Dans son excellent traité sur ceux qui étaient tombés durant la persécution, il rapporte des châtiments terribles dont Dieu punit l'irrévérence des personnes qui, après s'être souillées des viandes offertes aux idoles, osaient recevoir Jésus-Christ sans avoir été purifiées par une véritable pénitence et sans avoir mérité la réconciliation. Il raconte, entre autres, qu'un homme coupable de crime ayant reçu l'Eucharistie dans sa main ne trouva que de la cendre quand il voulut la manger, et qu'une petite fille, qui avait été portée par sa nourrice au temple des dieux, et à qui on avait fait goûter quelque liqueur offerte aux idoles, ne put jamais avaler le sang de Jésus-Christ que le diacre lui présenta dans l'église, selon la coutume du temps, et qu'elle fit tant de résistance, qu'elle obligea la nourrice de confesser ce qui s'était passé.

Cette conduite de saint Cyprien, si conforme aux Canons et autorisée par l'Eglise de Rome, devait le mettre à l'abri de la censure mais l'esprit des schismatiques n'épargne jamais personne, et la plus éminente sainteté est exposée à leur malice. Privat, que le saint Evêque n'avait point voulu admettre dans un synode, cabala avec cinq évêques coupables d'apostasie pour en mettre un autre sur le siège de Carthage, et Fortunat, l'un des prêtres qui avaient déjà formé le schisme avec Félicissime, leur paraissant propre pour leur dessein, ils l'ordonnèrent évêque, et aussitôt ils députèrent le même Félicissime à Rome, vers saint Corneille, qui avait succédé à saint Fabien, pour obtenir sa communion par surprise et pour accuser saint Cyprien. Cette ambassade fut rejetée d'abord mais les schismatiques, ne perdant pas courage, importunèrent le Pape avec tant d'ardeur, que, ne voyant arriver personne de la part de notre Saint, et s'étonnant de son silence dans une affaire si importante, il lui écrivit en des termes qui témoignaient quelque mécontentement de lui. Mais saint Cyprien se justifia enfin, et lui répondit avec tant de modestie, que Corneille fut entièrement désabusé.
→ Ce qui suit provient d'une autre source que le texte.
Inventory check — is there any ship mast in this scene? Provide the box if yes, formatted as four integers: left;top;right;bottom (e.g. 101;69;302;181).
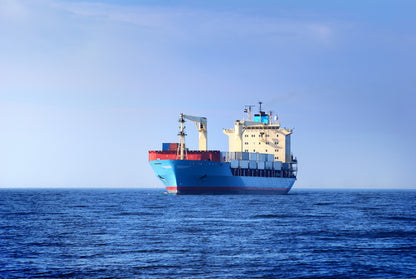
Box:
177;113;186;160
244;105;255;121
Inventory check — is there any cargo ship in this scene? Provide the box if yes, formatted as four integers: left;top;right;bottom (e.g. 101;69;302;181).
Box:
149;102;297;195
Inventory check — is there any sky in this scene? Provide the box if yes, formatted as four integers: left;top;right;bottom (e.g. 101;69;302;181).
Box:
0;0;416;189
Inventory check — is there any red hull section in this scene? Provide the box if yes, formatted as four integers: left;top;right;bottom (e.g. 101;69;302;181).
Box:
149;150;221;162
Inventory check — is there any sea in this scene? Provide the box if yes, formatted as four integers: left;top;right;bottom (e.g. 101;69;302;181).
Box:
0;189;416;278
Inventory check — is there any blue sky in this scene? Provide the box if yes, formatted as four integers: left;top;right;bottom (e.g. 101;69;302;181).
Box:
0;0;416;189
Comme l'Eglise jouissait d'une assez grande paix dans les premières années du règne de Valérien, qui avait succédé à Gallus et à Volusien, notre saint prélat profita de ce calme et s'appliqua à établir une bonne discipline dans son diocèse. Il réfuta, entre autres, l'erreur de ceux qui n'offraient que de l'eau dans le sacrifice de l'autel ; il leur prouva, par une foule de passages des saintes Ecritures, tant de l'Ancien que du Nouveau Testament, que le vin était absolument nécessaire à ce mystère, et que sans cet élément on ne pouvait pas avoir le Sang de Jésus-Christ. Il témoigne lui-même, dans son épître LXIII à Cécilius, que cet abus pouvait être venu de ce que, durant la persécution, les fidèles, qui s'assemblaient la nuit, pour célébrer les divins mystères et pour participer à l'Eucharistie, craignaient, le matin, d'être découverts par l'odeur du vin.

Décollation de saint Cyprien et de saint Corneille.
Bréviaire à l'usage de Langres. XVe.

Il assembla aussi un synode, pour remédier à plusieurs autres abus qui s'étaient glissés parmi le peuple. On y excommunia Géminius Victor après sa mort, on défendit d'offrir l'oblation pour le repos de son âme et de faire aucune prière dans l'Eglise pour son soulagement, parce que, contre les Canons, il avait institué un prêtre tuteur de ses enfants.
" Celui-là, disent les évêques, ne mérite pas d'être nommé à l'autel de Dieu, dans la prière des prêtres, qui a voulu détourner de l'autel les ministres du Seigneur et les embarrasser du soin des affaires temporelles, tout à fait éloigné de leur profession."

Ils ne se mirent pas en peine des lois civiles, qui n'exemptaient personne de la charge des pupilles mais ils eurent seulement égard au bien des Eglises et à l'assistance spirituelle des fidèles, par le soin et les prières de leurs pasteurs.
Il fit condamner de nouveau dans ce synode ceux que l'on appelait Libellatiques, comme coupables d'infidélité et d'apostasie. Il en assembla encore plusieurs autres, touchant le baptême conféré par les hérétiques, qu'il croyait être nul et devoir être réitéré quand les baptisés revenaient à l'Eglise. Il eut, pour ce sujet, de grandes contestations avec le pape saint Etienne, qui soutint, fondé sur la tradition, et définit que ce baptême était valide, mais comme cette question regarde purement l'histoire ecclésiastique, que nous ne prétendons pas traiter ici, il suffit de dire avec saint Augustin, dans son épître XLVIII que, si l'on ne trouve pas que saint Cyprien ait changé de sentiment, il est néanmoins véritable qu'il l'a fait, que ceux auxquels son opinion plaisait peuvent bien avoir supprimé sa rétractation, et que plusieurs mêmes ont avancé qu'il n'avait jamais tenu cette erreur, mais que des imposteurs, pour se couvrir de son autorité, lui avaient attribué ce qu'il n'avait jamais cru.
Voici les paroles fort remarquables de ce grand Docteur :
" Ou saint Cyprien n'a jamais eu l'opinion que vous lui attribuez, ou, s'il l'a eue, il l'a reformée sur la règle de la vérité, ou enfin il a couvert cette tache de sa conscience très candide et très sincère par l'onction de sa charité, puisqu'il s'est perpétuellement maintenu dans l'unité de l'Eglise."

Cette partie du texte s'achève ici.